当記事は「GQ JAPAN」(コンデナスト・ジャパン)の提供記事です

いつもそうなんですよ。『ねじまき鳥クロニクル』でもいきなり奥さんがいなくなっちゃいますしね。『羊をめぐる冒険』だって、『スプートニクの恋人』だって、ある日いきなり彼女がいなくなるという話なんですから。これは村上春樹の愛用する「説話的定型」なんですよ。それは作家にとってピアノの鍵盤みたいなもので、その鍵盤を押さないと音が出ないんです。

内田 樹(うちだ たつる)/1950年生まれ。神戸女学院大学名誉教授。思想家、哲学者にして武道家(合気道7段)、そして随筆家。「知的怪物」と本誌スズキ編集長。合気道の道場と寺子屋を兼ねた「凱風館」を神戸で主宰する(写真: 山下亮一)

そういう類のストーリー・パターンというのはどんな作家にもあるんです。チャンドラーのフィリップ・マーロウものだって、言ったら全部同じじゃないですか。探偵事務所に依頼者がやってきて、いわくありげなことを言うのだけれど、それは全部嘘で……というのはどの作品も同じでしょ。でも、読者は「全部同じパターンじゃないか、ほかに違うのをやってみろ」とは言わない。同じ仕掛けからどういう違う物語が紡がれるのかをわくわくして読む。

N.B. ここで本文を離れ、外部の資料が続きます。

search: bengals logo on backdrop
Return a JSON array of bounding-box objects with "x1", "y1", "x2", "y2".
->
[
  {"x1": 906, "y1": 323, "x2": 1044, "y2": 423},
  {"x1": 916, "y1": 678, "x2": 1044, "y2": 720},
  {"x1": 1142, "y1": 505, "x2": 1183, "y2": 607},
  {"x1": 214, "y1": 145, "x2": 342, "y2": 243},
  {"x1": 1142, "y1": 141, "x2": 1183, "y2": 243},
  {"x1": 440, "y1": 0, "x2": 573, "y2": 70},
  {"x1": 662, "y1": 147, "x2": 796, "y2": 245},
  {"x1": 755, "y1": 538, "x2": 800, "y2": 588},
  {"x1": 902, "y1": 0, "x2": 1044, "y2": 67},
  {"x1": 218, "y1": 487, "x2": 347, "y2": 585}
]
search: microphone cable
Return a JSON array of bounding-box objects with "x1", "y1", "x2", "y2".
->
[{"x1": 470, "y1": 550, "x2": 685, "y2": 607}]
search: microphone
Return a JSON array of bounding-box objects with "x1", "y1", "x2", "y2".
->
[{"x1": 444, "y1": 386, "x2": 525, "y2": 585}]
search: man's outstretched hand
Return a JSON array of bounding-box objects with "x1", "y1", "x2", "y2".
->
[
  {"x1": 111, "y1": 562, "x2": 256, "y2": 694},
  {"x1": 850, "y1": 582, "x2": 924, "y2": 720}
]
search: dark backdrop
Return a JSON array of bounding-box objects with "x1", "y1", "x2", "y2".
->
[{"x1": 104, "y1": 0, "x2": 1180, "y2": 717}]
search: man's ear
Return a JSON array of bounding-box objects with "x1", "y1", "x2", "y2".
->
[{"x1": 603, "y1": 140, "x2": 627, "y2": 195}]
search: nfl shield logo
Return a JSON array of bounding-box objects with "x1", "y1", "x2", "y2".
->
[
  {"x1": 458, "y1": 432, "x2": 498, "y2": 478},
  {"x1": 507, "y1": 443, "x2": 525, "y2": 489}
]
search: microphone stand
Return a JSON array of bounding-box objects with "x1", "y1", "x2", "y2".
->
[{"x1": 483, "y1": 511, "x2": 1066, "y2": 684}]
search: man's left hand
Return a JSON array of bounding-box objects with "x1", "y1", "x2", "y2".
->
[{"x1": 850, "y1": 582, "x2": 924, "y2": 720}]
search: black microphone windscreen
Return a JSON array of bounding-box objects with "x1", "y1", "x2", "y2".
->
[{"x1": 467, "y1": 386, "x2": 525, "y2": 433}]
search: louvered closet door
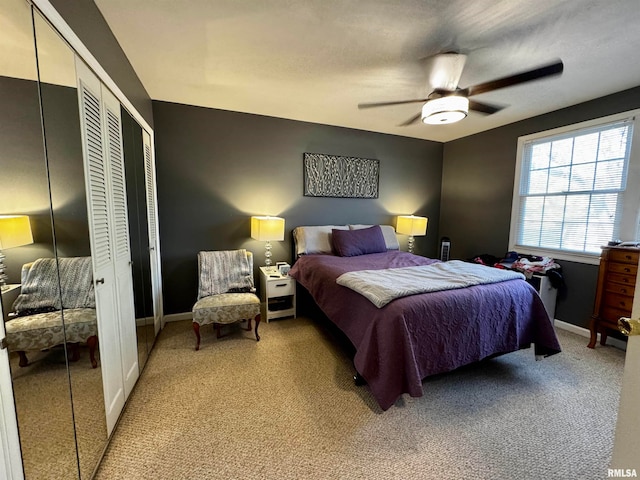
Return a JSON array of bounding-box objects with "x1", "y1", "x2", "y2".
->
[
  {"x1": 102, "y1": 85, "x2": 140, "y2": 398},
  {"x1": 76, "y1": 57, "x2": 126, "y2": 435},
  {"x1": 142, "y1": 130, "x2": 162, "y2": 335}
]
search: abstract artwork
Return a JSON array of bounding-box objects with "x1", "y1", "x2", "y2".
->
[{"x1": 304, "y1": 153, "x2": 380, "y2": 198}]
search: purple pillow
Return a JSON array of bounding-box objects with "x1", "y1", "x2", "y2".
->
[{"x1": 331, "y1": 225, "x2": 387, "y2": 257}]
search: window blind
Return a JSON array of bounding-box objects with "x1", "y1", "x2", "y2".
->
[{"x1": 516, "y1": 119, "x2": 633, "y2": 254}]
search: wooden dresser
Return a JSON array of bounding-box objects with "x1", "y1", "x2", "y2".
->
[{"x1": 588, "y1": 247, "x2": 640, "y2": 348}]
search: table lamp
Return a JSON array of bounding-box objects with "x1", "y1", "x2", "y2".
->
[
  {"x1": 396, "y1": 215, "x2": 429, "y2": 253},
  {"x1": 0, "y1": 215, "x2": 33, "y2": 290},
  {"x1": 251, "y1": 216, "x2": 284, "y2": 268}
]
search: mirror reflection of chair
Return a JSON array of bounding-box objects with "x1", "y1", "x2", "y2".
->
[
  {"x1": 192, "y1": 249, "x2": 260, "y2": 350},
  {"x1": 5, "y1": 257, "x2": 98, "y2": 368}
]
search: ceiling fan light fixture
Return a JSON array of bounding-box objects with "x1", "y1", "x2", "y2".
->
[{"x1": 422, "y1": 95, "x2": 469, "y2": 125}]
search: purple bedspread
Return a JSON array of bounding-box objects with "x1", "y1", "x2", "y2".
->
[{"x1": 289, "y1": 251, "x2": 560, "y2": 410}]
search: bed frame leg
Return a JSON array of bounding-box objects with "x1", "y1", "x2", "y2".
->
[{"x1": 353, "y1": 372, "x2": 367, "y2": 387}]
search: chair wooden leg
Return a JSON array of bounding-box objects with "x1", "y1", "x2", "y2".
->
[
  {"x1": 87, "y1": 335, "x2": 98, "y2": 368},
  {"x1": 18, "y1": 351, "x2": 29, "y2": 367},
  {"x1": 193, "y1": 322, "x2": 200, "y2": 352},
  {"x1": 67, "y1": 343, "x2": 80, "y2": 362},
  {"x1": 249, "y1": 314, "x2": 260, "y2": 342}
]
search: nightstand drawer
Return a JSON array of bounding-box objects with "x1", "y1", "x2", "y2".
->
[
  {"x1": 267, "y1": 278, "x2": 296, "y2": 297},
  {"x1": 609, "y1": 262, "x2": 638, "y2": 278},
  {"x1": 609, "y1": 250, "x2": 638, "y2": 265}
]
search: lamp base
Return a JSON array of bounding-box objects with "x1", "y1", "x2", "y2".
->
[{"x1": 0, "y1": 250, "x2": 9, "y2": 290}]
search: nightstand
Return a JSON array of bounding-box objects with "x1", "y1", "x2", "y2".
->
[
  {"x1": 2, "y1": 283, "x2": 21, "y2": 322},
  {"x1": 260, "y1": 267, "x2": 296, "y2": 323}
]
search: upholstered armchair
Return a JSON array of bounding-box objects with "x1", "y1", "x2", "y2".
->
[
  {"x1": 5, "y1": 257, "x2": 98, "y2": 368},
  {"x1": 192, "y1": 249, "x2": 260, "y2": 350}
]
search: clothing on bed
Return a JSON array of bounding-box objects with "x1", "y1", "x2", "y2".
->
[
  {"x1": 336, "y1": 260, "x2": 524, "y2": 308},
  {"x1": 289, "y1": 251, "x2": 560, "y2": 410}
]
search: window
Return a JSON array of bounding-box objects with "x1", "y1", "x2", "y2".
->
[{"x1": 509, "y1": 112, "x2": 640, "y2": 263}]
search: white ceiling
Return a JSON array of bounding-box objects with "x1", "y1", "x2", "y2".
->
[{"x1": 95, "y1": 0, "x2": 640, "y2": 142}]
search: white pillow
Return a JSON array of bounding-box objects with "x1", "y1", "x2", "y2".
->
[
  {"x1": 349, "y1": 225, "x2": 400, "y2": 250},
  {"x1": 293, "y1": 225, "x2": 349, "y2": 256}
]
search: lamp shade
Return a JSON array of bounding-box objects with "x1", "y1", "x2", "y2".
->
[
  {"x1": 0, "y1": 215, "x2": 33, "y2": 250},
  {"x1": 396, "y1": 215, "x2": 429, "y2": 237},
  {"x1": 422, "y1": 95, "x2": 469, "y2": 125},
  {"x1": 251, "y1": 217, "x2": 284, "y2": 242}
]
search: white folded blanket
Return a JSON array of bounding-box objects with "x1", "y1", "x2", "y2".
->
[{"x1": 336, "y1": 260, "x2": 525, "y2": 308}]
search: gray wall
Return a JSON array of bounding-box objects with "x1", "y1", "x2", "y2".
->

今度の『騎士団長殺し』に出てくる免色さんは白髪で物静かな紳士ですけれど、モデルはもちろん『ロング・グッドバイ』のテリー・レノックスでしょ。彼が遠い家の灯りをみつめる場面は『グレート・ギャツビー』でギャツビーがデイジーの住む岬の緑の灯火をみつめる場面と同じだし。そういう既視感はかなり意図的に仕込まれていると思いますね。